東京市場 午前概況 円が小幅高、首相が「円安の影響を注視」と発言

2014年09月24日 12:03

午前のドル円・クロス円は上値の重い展開。世界的な景気減速への警戒感に伴うリスク回避ムードが広がる中、安倍首相の円安をめぐる発言を受けて円が小幅に上昇した。ドル円は108.46円、ユーロ円は139.36円、ポンド円は177.78円、スイスフラン円は115.45円、豪ドル円は96.09円、加ドル円は97.95円までそれぞれ下げ幅を広げた。安倍首相は「円安が地方や中小企業に与える影響を注視」と述べ、過度な円安への懸念を示した。
 
ただ、その後は配当権利取り狙いの買いが入り株価が下げ幅を縮めたことで、ドル円・クロス円は下げ渋った。安倍首相が通常国会に補正予算案の提出を検討との報道や、「できる限り早くGPIFのポートフォリオ見直しを行いたい」と述べたことも、投資家のリスク回避マインドを和らげた可能性はある。とはいえ、先行きへの警戒感は払しょくされておらず、戻りは鈍かった。
 
NZドルは小幅に切り返した。早朝に発表された8月貿易統計で、赤字額が縮小したことが下支えとなった。

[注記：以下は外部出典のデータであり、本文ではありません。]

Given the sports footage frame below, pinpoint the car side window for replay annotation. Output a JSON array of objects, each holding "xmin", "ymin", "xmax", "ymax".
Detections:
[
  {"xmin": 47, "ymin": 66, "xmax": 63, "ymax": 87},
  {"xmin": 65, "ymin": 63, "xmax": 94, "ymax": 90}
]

NZドル/ドルは0.8086ドル、NZドル円は87.97円までレンジ上限を広げた。ただ、中国向け輸出の減少傾向は変わっておらず、上値を大きく伸ばすような展開にはつながらなかった。
 
その他の通貨ペアは、月末・四半期末関連のドル売りが散発的に出たようで、ユーロドルが1.2858ドル、ポンドドルが1.6408ドル、豪ドル/ドルが0.8865ドルまでレンジ上限を広げる場面が見られた。また、ジョージ米カンザスシティ連銀総裁による「FRBは金利正常化を始める時期に来ている」との発言も伝わったが、市場の反応は限られた。
 
この後は、ドル円・クロス円ともしばらく落ち着いた流れが続くか。警戒されていた中国株も前日比横ばいとなるなど、投資家の不安感を和らげる方向に動いている。もちろん欧州勢が参入してくれば状況が変わる可能性はあるが、少なくとも目先は様子見ムードが広がってもおかしくはないだろう。